D'accord, donc, la plupart des gens ne se le demandaient que rarement, comme aujourd'hui, durant les courts moments où ils pouvaient penser à autre chose qu'à leurs préoccupations quotidiennes. Mais ce qui les préoccupait normalement leur donnait aussi envie d'en savoir plus Ils auraient souhaité savoir comment ils pouvaient assurer leur alimentation pour anticiper les mauvaises périodes, et comment ils pouvaient se reposer quand ils étaient fatigués sans risquer de mourir de faim. se réchauffer, se rafraîchir, être en sécurité, souffrir moins. Je parie que ces artistes préhistoriques auraient aimé savoir comment mieux dessiner.
Dans tous les aspects de leurs vies, ils souhaitaient le progrès, comme nous.

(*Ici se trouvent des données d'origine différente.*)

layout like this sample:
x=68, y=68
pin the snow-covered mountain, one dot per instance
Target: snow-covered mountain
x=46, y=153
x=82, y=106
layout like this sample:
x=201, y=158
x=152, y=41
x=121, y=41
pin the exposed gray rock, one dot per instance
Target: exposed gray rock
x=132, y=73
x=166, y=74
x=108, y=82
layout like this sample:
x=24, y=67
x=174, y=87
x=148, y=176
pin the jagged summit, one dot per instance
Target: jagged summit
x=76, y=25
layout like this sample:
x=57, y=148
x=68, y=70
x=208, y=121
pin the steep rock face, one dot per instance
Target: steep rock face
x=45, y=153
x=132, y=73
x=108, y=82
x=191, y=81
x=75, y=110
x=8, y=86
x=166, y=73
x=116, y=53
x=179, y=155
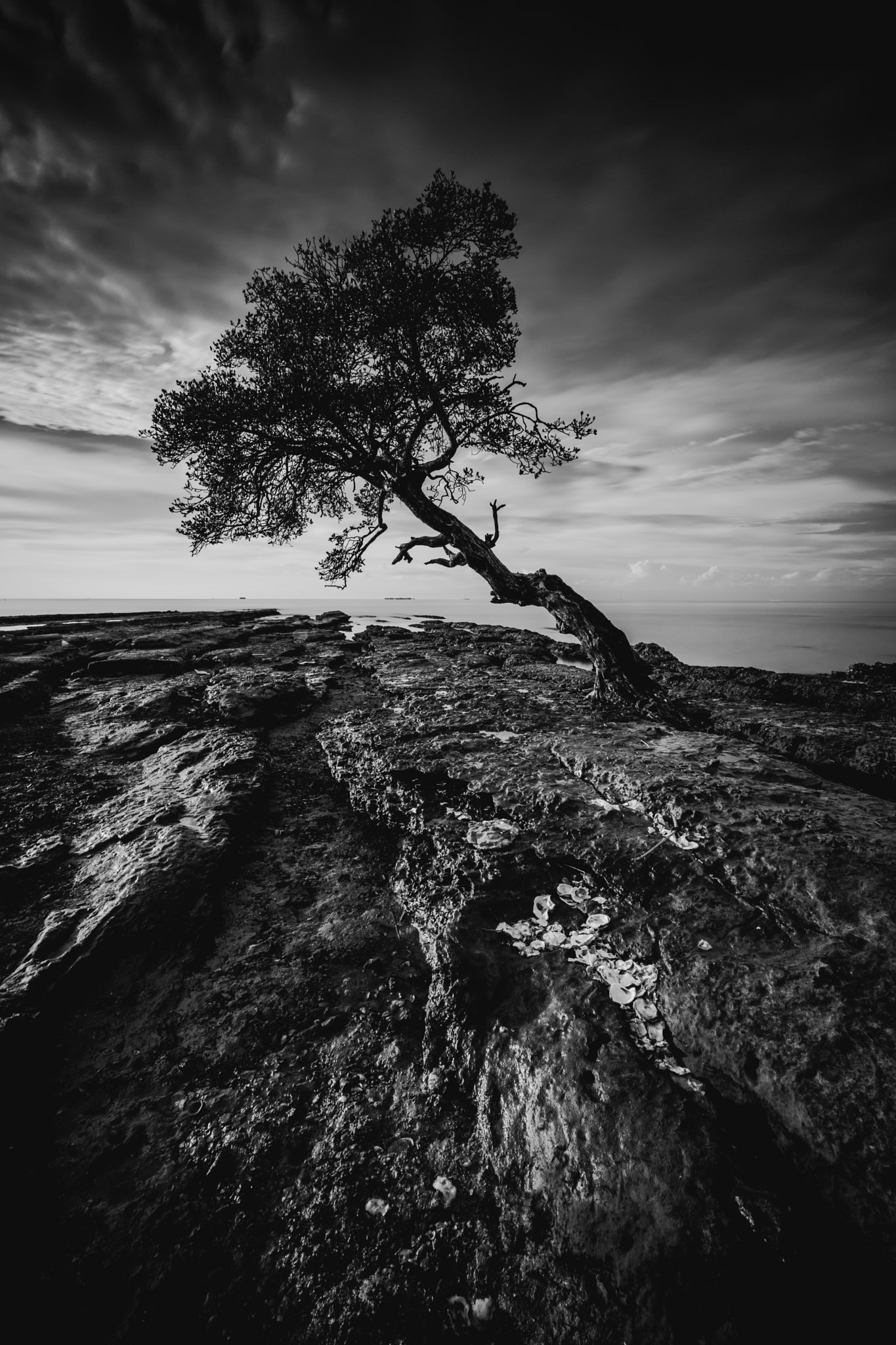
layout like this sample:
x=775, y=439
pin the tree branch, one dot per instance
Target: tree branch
x=492, y=539
x=405, y=549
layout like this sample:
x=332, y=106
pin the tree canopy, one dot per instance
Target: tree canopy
x=372, y=372
x=364, y=366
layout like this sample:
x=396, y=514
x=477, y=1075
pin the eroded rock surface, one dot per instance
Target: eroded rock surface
x=377, y=990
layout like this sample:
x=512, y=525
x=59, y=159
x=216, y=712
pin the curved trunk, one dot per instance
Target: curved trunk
x=620, y=680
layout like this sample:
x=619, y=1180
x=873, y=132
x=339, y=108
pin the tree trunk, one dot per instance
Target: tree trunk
x=620, y=680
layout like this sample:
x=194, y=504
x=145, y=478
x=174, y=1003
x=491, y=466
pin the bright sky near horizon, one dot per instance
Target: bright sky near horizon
x=706, y=267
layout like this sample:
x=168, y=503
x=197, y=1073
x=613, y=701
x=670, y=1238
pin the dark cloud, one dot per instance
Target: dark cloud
x=73, y=440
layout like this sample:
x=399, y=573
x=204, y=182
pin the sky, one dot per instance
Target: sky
x=707, y=221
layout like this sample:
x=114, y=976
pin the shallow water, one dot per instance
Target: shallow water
x=785, y=636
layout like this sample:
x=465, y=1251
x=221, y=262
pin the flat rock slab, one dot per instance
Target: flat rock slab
x=396, y=996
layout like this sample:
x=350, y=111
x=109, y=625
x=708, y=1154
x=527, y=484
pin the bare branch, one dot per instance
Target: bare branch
x=492, y=539
x=454, y=558
x=405, y=549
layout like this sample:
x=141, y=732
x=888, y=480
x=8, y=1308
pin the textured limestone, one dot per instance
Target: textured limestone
x=468, y=998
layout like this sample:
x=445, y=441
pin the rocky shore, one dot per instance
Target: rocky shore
x=367, y=986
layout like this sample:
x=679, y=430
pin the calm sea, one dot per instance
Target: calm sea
x=789, y=638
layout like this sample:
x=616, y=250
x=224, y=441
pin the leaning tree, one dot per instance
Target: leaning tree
x=372, y=372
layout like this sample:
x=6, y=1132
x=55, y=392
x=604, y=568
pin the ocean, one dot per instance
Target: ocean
x=782, y=636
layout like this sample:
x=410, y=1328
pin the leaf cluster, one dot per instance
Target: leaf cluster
x=360, y=368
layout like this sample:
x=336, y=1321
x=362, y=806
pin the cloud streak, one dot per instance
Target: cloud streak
x=704, y=259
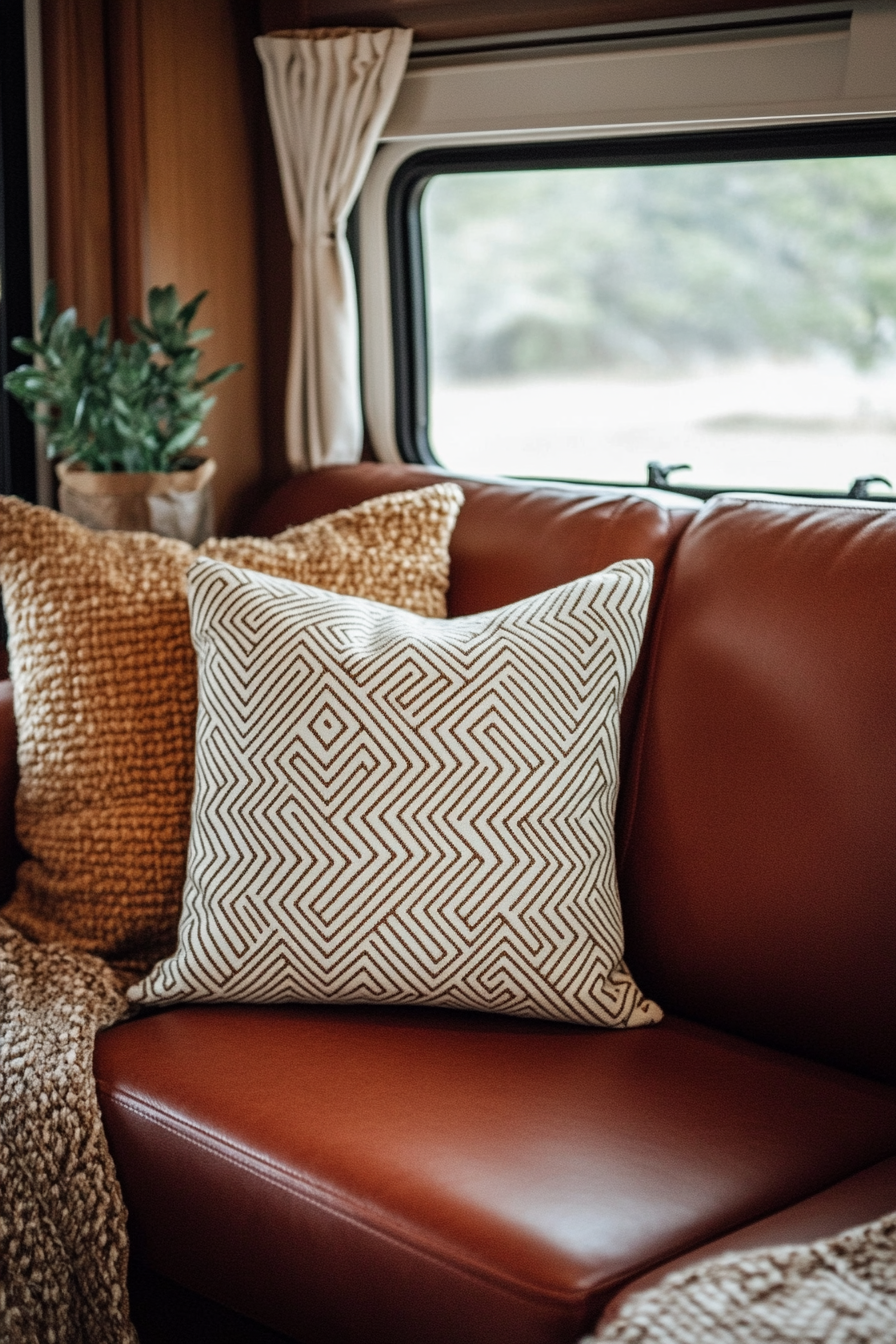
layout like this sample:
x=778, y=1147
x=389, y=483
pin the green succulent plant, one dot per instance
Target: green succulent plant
x=117, y=406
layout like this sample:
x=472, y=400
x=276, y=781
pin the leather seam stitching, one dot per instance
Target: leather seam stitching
x=238, y=1156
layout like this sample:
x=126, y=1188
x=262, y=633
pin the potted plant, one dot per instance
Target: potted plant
x=124, y=418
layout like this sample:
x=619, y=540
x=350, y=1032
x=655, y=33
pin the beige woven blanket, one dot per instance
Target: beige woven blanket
x=833, y=1292
x=63, y=1242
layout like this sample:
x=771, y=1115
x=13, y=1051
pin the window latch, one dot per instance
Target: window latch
x=859, y=489
x=658, y=475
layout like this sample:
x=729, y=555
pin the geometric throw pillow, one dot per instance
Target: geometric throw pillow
x=105, y=694
x=399, y=811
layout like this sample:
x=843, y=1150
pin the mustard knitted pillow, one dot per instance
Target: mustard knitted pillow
x=105, y=694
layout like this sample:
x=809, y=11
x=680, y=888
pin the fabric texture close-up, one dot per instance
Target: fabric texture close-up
x=105, y=698
x=396, y=811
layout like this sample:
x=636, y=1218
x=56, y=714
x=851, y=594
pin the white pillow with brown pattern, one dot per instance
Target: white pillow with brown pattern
x=398, y=811
x=105, y=695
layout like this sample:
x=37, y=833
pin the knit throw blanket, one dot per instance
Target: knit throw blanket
x=63, y=1242
x=833, y=1292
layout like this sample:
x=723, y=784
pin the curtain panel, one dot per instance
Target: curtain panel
x=329, y=93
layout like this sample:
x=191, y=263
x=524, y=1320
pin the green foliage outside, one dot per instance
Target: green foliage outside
x=654, y=269
x=118, y=406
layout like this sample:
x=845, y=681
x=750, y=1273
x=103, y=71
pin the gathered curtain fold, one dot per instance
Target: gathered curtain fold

Mais ils ont échoué, presque totalement. Ils ne savaient pas comment faire. Les découvertes comme le feu arrivaient si rarement que, d'un point de vue individuel, le monde ne s'améliorait jamais. Rien de nouveau n'était appris.
Le premier indice quant à l'origine de la lumière des étoiles est arrivé récemment en 1899 : la radioactivité. En moins de 40 ans, les physiciens ont tout découvert, exprimé, comme d'habitude, en symboles élégants. Mais oublions les symboles. Pensez au nombre de découvertes dont ils sont à l'origine. Noyaux et réactions nucléaires, bien sûr. Mais aussi les isotopes, les particules d'électricité, l'antimatière, les neutrinos, la transformation de la masse en énergie -- E=mc^2 -- les rayons gamma, la transmutation, L'ancien rêve qui avait toujours échappé aux alchimistes a été réalisé grâce aux mêmes théories qui ont expliqué la lumière des étoiles et d'autres mystères anciens, et de nouveaux phénomènes inattendus.
Que toutes ces choses, découvertes en 40 ans, n'aient pas été découvertes durant les cent mille années précédentes, n'était pas par manque de réflexion à propos des étoiles ni de tous ces autres problèmes urgents qu'ils avaient. Ils avaient même trouvé des réponses, telles que les mythes, qui gouvernaient leurs vies, mais qui n'avaient aucun lien avec la vérité. La tragédie de cette stagnation prolongée n'a pas été suffisamment reconnue, je pense. Il y avait des personnes avec un cerveau dont le schéma était essentiellement le même que ceux qui ont découvert toutes ces choses. Mais la capacité de faire des progrès est restée presque inexploitée, jusqu'à l'événement qui révolutionnerait la condition humaine, et changerait l'Univers.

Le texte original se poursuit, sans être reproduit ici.